Bénissons ainsi oui. Mais bénissons surtout ce qui nous heurte, ce qui nous inquiète, ce qui nous révolte. Retournons nos jugements dans la bénédiction. Disons-nous que puisqu'à Dieu tout est possible, bénissons l'avarice d'un vieil avare égoïste en le nommant « homme de biens ». Bénissons les tempêtes puisqu'elles n'échappent pas à Dieu, bénissons-les alors afin qu'elles tiennent une place dans Son œuvre. Bénissons une journée qui commence, non pour qu'elle nous soit propice (ça c'est de la magie), mais pour qu'elle soit profitable à la création et à son élévation. Bénissons le progrès technologique et l'esprit de conquête de l'homme. Bénissons la décadence de l'art qui exprime la décadence des mœurs, car si l'on ne bénit pas le chaos, il ne conduira jamais qu'au chaos. Bénir ainsi c'est une preuve d'amour pour la création. C'est une manière de la relever sans cesse et de la remettre entre les mains de Dieu. Évidemment, Dieu est à l'œuvre tous les jours et Il relève la création sans avoir besoin de nos bénédictions. Ce ne sont pas nos bénédictions qui le contraignent. Mais bénir, c'est encore une fois participer, collaborer à cette élévation. Et cette collaboration vivifie intérieurement cette part angélique qui réside en l'homme, et contribue à donner à l'humanité toute sa mesure, toute sa dimension et contribue à parfaire l'œuvre de Dieu en l'homme.

 

L’attitude bénissante est si étrangère à notre société que je suis convaincu que le lecteur se demande comment la mettre en pratique dans la vie de tous les jours. Jésus Christ, notre Salut, qui connaît si parfaitement le cœur des hommes, nous a laissé en héritage l’illustration et la simplicité de cette pratique par la bouche de ses apôtres, Il nous enseigne : « bénissez, ne maudissez pas » Paul Romains XII, 14. Et aussi « ne rendez pas mal pour mal, insulte pour insulte.  Bénissez, au contraire, car c'est à cela que vous avez été appelés, afin d'hériter la bénédiction. » Pierre dans sa première Epître chapitre III, verset 9.

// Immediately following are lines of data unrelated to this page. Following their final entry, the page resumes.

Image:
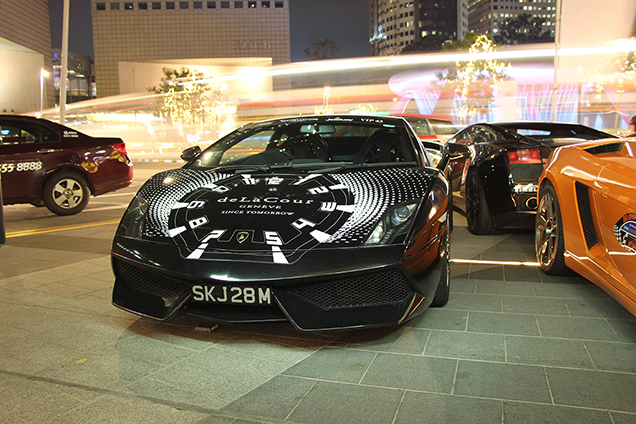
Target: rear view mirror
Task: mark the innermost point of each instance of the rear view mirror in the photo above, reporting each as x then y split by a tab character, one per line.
190	153
453	152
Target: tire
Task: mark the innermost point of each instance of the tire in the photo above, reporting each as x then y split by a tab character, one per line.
549	244
442	293
478	215
65	193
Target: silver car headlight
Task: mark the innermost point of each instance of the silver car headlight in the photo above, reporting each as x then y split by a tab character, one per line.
396	221
134	220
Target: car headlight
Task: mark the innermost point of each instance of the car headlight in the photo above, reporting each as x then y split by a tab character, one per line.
134	220
396	221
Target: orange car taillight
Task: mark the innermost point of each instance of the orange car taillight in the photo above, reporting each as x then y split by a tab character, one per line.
524	156
121	148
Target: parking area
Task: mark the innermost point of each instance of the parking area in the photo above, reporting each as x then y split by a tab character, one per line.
513	345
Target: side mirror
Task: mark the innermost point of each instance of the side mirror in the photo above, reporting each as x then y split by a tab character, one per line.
190	153
453	152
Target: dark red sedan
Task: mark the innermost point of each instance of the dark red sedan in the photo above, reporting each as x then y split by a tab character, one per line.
44	163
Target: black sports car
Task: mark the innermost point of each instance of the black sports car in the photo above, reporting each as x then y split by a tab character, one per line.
497	185
330	222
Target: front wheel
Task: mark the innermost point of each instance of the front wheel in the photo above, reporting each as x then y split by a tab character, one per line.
548	240
65	193
442	293
478	216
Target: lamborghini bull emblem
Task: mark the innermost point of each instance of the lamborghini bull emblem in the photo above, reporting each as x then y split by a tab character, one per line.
625	231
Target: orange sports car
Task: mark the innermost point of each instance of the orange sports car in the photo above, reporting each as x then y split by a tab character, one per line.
586	219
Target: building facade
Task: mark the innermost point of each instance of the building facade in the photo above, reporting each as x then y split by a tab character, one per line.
80	76
159	31
395	24
485	16
25	50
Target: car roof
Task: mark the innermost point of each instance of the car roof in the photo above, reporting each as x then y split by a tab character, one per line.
557	129
415	115
332	118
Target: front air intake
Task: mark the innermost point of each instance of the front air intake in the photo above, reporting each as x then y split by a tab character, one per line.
147	281
370	290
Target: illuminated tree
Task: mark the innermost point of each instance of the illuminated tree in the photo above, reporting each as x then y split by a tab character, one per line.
184	96
475	80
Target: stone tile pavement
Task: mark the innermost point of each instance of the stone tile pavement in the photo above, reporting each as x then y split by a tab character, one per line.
511	346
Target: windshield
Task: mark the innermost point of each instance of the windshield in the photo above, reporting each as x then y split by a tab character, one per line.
319	144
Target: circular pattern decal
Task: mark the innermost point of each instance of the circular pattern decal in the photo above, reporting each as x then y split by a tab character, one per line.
260	218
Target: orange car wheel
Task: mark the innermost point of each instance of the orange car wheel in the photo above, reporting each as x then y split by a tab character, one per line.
548	239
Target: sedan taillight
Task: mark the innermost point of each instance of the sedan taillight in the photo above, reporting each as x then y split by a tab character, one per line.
121	148
524	156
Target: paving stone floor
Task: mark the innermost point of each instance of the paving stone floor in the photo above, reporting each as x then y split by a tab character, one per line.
512	346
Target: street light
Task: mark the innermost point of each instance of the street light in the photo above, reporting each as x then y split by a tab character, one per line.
43	74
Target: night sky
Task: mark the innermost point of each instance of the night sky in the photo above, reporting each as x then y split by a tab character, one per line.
345	22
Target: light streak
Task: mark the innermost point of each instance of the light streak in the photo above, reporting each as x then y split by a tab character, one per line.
487	262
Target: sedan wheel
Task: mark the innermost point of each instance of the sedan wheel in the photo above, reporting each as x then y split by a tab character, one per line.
548	241
65	193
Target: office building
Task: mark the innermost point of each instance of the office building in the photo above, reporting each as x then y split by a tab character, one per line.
395	24
253	32
485	16
25	50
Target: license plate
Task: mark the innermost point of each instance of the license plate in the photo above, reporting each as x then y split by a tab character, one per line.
236	295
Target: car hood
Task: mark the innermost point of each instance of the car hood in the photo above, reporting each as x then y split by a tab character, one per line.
217	215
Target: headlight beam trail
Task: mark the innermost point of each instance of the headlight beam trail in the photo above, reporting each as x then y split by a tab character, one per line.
61	228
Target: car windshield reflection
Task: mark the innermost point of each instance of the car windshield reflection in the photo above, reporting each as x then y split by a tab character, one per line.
314	145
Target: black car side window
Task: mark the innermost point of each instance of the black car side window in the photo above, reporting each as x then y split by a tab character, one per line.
48	134
16	132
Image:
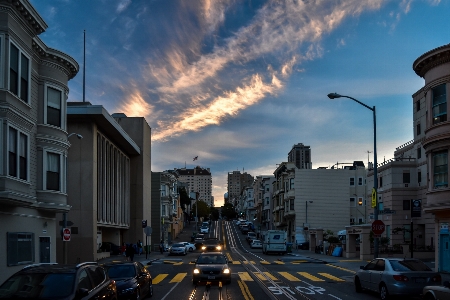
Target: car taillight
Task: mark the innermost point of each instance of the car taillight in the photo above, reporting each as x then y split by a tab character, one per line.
436	278
400	278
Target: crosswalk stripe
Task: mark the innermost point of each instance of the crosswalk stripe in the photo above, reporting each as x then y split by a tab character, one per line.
178	278
329	276
159	278
245	276
289	276
310	277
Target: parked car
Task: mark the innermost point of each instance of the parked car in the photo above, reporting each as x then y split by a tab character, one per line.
437	292
250	236
178	249
255	244
189	246
53	281
211	245
211	267
110	247
395	276
133	280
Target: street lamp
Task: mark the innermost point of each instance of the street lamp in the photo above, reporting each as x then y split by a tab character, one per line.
375	178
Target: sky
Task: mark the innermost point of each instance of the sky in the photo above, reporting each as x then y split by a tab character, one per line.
239	82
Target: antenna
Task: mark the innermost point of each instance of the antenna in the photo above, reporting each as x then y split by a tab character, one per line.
84	66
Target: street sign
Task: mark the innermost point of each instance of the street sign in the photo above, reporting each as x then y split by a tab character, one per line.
378	227
374	197
148	231
66	234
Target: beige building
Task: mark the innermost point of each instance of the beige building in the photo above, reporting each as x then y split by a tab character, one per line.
109	181
33	138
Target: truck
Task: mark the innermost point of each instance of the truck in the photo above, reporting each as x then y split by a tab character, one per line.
274	241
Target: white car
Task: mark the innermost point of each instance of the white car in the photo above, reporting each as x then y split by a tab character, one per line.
189	246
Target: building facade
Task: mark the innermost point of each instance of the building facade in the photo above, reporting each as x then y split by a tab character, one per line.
33	138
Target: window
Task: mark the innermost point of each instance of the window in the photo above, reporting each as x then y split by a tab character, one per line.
53	107
406	204
20	248
18	73
440	162
406	177
17	154
53	171
439	104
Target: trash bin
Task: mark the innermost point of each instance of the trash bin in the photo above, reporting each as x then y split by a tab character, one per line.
289	247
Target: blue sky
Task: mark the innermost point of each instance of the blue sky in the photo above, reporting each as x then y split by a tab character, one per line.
239	82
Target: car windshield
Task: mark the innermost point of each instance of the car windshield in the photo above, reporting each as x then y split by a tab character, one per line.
211	259
38	286
408	265
121	271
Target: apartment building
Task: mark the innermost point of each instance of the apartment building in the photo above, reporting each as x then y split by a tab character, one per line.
34	138
199	181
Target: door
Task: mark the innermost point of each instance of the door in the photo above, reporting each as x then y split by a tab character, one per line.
44	249
444	253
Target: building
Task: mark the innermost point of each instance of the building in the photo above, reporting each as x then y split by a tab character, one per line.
237	181
431	104
109	175
34	138
300	155
199	181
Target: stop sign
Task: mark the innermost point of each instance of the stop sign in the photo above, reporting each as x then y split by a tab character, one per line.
66	234
378	227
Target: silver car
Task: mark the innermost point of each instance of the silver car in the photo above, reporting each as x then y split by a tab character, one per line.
178	249
395	276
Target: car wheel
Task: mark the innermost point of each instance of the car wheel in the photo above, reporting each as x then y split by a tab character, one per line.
384	294
358	287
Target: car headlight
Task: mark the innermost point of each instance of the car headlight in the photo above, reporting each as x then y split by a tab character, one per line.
128	291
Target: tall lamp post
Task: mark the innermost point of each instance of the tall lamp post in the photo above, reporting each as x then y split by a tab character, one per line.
375	178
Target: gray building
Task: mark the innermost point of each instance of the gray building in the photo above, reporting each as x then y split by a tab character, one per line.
33	138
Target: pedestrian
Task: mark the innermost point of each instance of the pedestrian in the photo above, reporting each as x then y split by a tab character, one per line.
139	246
130	252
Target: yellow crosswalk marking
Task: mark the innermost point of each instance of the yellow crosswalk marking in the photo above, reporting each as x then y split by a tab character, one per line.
159	278
310	277
178	277
245	276
288	276
331	276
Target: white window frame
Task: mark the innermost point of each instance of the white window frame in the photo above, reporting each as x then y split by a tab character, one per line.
63	112
62	170
20	68
19	132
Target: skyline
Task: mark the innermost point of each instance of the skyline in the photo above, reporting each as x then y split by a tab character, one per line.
238	83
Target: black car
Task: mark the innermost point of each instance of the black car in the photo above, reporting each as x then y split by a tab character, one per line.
211	267
110	247
212	245
53	281
133	280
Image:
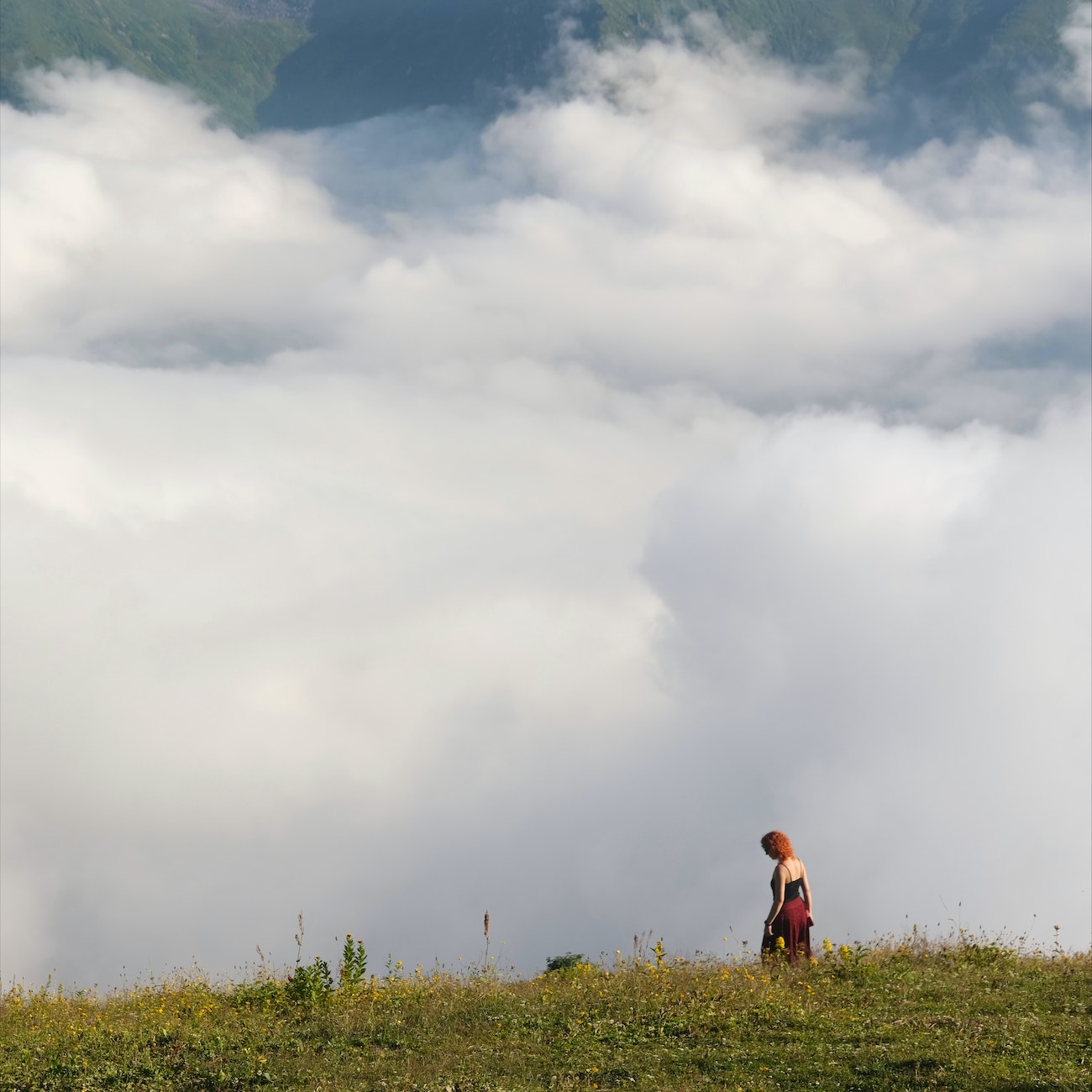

 Si donc on se demande comment et à quelle occasion bénir, il s’agit simplement pour nous de devenir bénissant partout où naturellement nous maudirions.

L’attitude bénissante est une attitude primordiale chez le chrétien. Dieu s’est incarné en Christ afin de racheter l’humanité pécheresse ET de transformer sa nature dans la communication du Saint Esprit. La bénédiction remplit ce rôle de transformation de l’humanité par la transformation de la justice des hommes.

 

       

Conclusion


Jeûne, silence et repos libèrent un espace intérieur.

Lire la bible, méditer, contempler occupent, habitent cet espace libéré.

Rendre grâce, louer et bénir agissent au sein de cet espace habité.

Le tout dans la sobriété et sous le regard de Dieu, ranimant la flamme de la crainte de Dieu et repoussant la prétention loin de notre cœur.

Ces neuf activités sont nécessaires à notre éveil. Les neuf sont indispensables entre elles, tout comme les neuf sphères angéliques se soutiennent et se copénètrent les unes et les autres.

Après avoir fait lever la fille de Jaïre, Jésus Christ, Notre Sauveur, recommanda bien à sa famille de la nourrir. C'est bien de la nourriture de cet être qui s'éveille spirituellement dont il a été question tout au long de cet exposé.

 

Que ce programme agisse en nous à la manière des paroles du Christ : Talitha koum ! Et que nous soyons vivifiés dans la jeunesse éternelle de l'église.